When she walked out, "there were fire engines and pieces of debris partly on our school grounds, across the street, down the block. Pieces of glass, twisted metal."

"It was really frightening," she said. "I had a pit in my stomach, it was scary." 

Neighbor Bianco Devito recounted a similar scene.

"I was just sitting in my living room and all of a sudden, I heard a buzzing noise and then a huge boom, sort of like something was being dropped," she said. 

When she ran outside into her backyard, which faces the parking lot of the BOCES Long Island High School for the Arts, she saw a body. 

"Oh God, it was terrible. It's not something you're expecting to be seeing every day. It was very scary," she said. 

A woman named Nicole told NBC 4 New York she was driving to Southwoods Junior High School to pick up a girl she babysits when something suddenly fell out of the sky, landing about 20 feet in front of her to the right.

"I didn't know what it was first at all, but it looked like an airplane seat," she said. 

"I had to do a triple take. I couldn't believe an airplane seat just fell in front of me," she said.

Nicole said she didn't know what to make of the "bizarre" incident, especially because she didn't hear anything, but when she got to the school, "everyone was looking up at the sky and then we kind of found out a little bit after that." 

The schools in the area -- including the Long Island High School for the Arts, Berry Hill Elementary Syosset High School, Southwoods Junior and Senior High School and Syosset High School -- were locked down briefly after the crash as authorities investigated. 

Gretz siad it's not clear why the plane broke apart in the sky. 

"It's not a common investigation for us," Gretz said of the plane breaking apart in the sky. "It does happen. In 18 years, I've probably worked five or 10 of them." 

Officials are looking at a number of factors in the crash, including whether the pilot was caught in bad weather. If the pilot didn't have functioning instrumentation in bad weather, it would be like driving through fog without lights or a dashboard, Gretz said.

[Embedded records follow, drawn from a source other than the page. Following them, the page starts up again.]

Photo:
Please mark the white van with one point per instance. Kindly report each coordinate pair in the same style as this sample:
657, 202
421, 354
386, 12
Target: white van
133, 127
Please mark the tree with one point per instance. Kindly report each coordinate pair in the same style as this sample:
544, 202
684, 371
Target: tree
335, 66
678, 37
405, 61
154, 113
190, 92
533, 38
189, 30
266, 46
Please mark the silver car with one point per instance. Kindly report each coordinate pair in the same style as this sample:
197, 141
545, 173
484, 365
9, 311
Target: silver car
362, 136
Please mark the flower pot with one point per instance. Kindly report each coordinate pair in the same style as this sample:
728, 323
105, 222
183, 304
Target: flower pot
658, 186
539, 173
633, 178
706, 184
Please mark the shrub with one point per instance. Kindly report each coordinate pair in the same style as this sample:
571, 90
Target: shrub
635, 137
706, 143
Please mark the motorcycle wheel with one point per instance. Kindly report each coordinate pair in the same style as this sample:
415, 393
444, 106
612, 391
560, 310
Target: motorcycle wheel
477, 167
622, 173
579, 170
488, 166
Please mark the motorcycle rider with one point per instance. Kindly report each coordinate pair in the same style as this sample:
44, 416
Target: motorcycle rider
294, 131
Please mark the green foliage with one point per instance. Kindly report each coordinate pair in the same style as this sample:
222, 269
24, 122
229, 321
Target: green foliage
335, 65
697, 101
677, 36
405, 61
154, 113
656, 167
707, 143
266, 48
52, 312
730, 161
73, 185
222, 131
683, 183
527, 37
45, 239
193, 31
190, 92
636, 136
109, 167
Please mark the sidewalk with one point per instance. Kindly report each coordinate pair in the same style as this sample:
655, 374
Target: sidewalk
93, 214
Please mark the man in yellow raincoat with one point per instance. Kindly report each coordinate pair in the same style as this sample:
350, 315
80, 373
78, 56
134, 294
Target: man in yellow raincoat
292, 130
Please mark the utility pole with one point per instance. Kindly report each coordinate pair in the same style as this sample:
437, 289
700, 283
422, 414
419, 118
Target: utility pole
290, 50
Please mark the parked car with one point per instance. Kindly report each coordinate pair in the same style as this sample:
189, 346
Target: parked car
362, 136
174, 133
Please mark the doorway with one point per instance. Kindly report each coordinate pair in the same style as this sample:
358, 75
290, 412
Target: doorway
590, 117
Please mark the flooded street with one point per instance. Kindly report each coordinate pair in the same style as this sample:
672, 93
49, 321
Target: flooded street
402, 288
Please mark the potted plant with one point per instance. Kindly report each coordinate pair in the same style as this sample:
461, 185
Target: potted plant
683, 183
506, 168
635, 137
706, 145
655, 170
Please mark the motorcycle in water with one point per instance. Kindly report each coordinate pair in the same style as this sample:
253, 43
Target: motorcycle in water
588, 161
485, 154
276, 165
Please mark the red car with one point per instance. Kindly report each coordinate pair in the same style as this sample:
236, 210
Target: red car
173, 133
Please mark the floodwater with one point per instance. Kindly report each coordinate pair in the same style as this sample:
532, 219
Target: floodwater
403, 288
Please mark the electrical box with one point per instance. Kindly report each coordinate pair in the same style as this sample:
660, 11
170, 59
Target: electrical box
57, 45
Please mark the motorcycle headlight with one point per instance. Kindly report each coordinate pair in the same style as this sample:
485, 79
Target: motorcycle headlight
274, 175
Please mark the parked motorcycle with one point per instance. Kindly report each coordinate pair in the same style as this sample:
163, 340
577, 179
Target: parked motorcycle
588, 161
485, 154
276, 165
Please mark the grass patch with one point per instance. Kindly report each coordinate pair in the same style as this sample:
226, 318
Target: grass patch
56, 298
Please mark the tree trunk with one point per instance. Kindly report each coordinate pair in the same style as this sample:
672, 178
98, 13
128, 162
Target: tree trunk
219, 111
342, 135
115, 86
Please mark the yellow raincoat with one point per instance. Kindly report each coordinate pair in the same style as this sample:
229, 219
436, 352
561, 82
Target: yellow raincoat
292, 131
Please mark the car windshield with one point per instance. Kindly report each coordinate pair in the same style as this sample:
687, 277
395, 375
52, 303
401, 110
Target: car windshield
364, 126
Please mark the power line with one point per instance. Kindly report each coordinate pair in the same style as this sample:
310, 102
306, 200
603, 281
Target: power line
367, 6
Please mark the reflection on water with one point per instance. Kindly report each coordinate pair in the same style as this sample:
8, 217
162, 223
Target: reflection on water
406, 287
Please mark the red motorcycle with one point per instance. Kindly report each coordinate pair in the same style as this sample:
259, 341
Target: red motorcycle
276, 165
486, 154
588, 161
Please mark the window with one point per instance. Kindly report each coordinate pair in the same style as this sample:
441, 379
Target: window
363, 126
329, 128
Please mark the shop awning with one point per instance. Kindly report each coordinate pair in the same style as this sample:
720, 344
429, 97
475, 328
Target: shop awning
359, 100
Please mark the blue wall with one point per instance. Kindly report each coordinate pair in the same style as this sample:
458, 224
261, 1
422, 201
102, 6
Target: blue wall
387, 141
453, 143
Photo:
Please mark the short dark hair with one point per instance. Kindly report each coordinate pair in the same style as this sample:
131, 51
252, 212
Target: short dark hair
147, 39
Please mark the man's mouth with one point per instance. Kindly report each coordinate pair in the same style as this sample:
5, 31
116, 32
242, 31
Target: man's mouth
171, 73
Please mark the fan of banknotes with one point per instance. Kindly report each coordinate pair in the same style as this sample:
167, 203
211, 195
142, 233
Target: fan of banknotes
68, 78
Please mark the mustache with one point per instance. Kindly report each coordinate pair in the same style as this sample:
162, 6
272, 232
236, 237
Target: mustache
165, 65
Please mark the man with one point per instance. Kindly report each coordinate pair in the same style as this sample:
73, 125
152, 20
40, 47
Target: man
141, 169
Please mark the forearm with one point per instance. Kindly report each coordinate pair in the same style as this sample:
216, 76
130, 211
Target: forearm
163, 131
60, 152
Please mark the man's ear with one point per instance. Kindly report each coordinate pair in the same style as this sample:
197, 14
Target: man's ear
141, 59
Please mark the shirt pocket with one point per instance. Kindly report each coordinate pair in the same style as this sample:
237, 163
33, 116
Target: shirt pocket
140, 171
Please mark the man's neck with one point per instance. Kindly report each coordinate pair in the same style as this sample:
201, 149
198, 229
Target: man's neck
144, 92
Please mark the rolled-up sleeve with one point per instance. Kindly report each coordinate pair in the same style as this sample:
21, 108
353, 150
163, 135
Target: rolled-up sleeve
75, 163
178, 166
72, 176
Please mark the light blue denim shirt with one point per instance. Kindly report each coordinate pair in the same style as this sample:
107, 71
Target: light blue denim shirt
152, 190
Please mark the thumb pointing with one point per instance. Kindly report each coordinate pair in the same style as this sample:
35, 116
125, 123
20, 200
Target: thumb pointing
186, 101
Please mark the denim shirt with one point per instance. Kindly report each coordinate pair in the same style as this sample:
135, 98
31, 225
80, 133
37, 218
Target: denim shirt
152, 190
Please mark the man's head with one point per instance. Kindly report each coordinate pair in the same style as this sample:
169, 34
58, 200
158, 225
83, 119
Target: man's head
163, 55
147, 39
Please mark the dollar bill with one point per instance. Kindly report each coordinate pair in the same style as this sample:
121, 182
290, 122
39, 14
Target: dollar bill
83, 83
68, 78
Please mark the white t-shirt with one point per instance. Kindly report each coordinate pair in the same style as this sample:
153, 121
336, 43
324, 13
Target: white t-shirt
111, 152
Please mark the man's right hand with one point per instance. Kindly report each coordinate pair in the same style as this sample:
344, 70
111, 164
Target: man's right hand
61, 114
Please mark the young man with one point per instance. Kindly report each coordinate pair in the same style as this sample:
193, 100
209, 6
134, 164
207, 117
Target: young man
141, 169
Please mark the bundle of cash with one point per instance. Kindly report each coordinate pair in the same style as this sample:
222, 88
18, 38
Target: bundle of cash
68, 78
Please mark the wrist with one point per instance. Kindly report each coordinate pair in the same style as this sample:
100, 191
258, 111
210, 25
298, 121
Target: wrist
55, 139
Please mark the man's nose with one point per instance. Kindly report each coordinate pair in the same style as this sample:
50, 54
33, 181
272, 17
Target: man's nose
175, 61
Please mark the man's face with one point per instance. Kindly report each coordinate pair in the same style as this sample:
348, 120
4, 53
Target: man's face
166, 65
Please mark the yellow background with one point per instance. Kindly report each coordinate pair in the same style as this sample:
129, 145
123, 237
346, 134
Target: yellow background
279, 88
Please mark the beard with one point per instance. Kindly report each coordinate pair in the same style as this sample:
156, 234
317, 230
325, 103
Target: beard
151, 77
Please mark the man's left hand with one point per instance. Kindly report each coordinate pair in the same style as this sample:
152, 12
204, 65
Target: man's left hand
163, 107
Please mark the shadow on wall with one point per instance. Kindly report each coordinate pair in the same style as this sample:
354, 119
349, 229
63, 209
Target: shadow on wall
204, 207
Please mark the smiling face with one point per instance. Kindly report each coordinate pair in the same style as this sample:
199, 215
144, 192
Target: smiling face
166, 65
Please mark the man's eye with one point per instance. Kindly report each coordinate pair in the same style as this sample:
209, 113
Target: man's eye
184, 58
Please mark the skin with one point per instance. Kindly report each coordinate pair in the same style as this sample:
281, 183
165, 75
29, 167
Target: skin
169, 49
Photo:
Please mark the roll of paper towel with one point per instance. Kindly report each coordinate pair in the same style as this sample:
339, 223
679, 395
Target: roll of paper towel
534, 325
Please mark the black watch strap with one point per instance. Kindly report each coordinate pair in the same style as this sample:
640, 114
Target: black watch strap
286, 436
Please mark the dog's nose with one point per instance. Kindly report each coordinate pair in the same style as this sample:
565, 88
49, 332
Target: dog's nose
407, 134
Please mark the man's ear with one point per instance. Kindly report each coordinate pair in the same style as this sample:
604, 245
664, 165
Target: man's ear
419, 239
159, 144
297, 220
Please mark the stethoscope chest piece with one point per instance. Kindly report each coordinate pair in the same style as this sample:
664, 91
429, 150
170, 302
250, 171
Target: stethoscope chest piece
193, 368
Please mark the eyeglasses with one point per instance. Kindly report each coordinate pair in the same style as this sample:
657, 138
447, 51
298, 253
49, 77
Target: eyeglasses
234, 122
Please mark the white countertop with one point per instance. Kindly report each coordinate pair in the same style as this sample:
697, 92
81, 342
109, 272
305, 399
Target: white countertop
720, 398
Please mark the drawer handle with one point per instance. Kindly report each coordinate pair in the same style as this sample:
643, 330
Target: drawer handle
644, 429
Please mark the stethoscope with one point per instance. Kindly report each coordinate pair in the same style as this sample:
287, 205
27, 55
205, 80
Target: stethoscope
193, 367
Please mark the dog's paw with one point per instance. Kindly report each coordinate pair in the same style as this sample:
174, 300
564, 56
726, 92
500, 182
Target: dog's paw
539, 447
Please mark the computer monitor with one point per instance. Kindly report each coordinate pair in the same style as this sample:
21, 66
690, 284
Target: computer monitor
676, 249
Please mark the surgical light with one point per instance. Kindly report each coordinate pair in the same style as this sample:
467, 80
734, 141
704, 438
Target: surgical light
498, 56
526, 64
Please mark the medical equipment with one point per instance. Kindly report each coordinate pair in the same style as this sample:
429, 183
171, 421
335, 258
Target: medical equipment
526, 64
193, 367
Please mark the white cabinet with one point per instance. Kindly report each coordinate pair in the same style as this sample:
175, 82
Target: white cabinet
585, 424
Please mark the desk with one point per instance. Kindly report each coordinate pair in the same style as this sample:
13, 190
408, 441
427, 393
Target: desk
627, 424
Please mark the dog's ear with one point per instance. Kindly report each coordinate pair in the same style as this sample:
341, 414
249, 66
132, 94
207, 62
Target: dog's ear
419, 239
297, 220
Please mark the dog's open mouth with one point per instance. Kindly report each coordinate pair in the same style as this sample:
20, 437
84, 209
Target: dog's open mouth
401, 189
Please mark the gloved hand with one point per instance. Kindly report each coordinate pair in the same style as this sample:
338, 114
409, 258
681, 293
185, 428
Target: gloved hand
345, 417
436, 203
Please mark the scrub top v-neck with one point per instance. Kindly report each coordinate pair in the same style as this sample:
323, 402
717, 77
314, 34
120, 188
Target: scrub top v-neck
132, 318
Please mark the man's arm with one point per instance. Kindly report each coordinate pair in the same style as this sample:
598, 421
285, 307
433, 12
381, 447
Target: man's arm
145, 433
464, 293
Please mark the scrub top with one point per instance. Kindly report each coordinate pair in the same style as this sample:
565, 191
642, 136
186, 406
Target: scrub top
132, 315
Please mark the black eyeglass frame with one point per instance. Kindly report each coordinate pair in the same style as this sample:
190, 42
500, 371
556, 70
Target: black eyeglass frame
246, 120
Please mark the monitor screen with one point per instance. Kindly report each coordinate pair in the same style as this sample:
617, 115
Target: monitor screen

Gretz said Nassau police was assisting in the investigation by documenting each piece of plane debris. A preliminary report is expected to be issued within five to 10 business days, and a final report including a probable cause will be issued in about nine to 12 months. 

Cold Spring Road was closed in both directions between Townsend Road and Chelsea Drive as emergency responders attend to the scene.

The FAA says it will investigate the crash and the National Transportation Safety Board will determine the cause.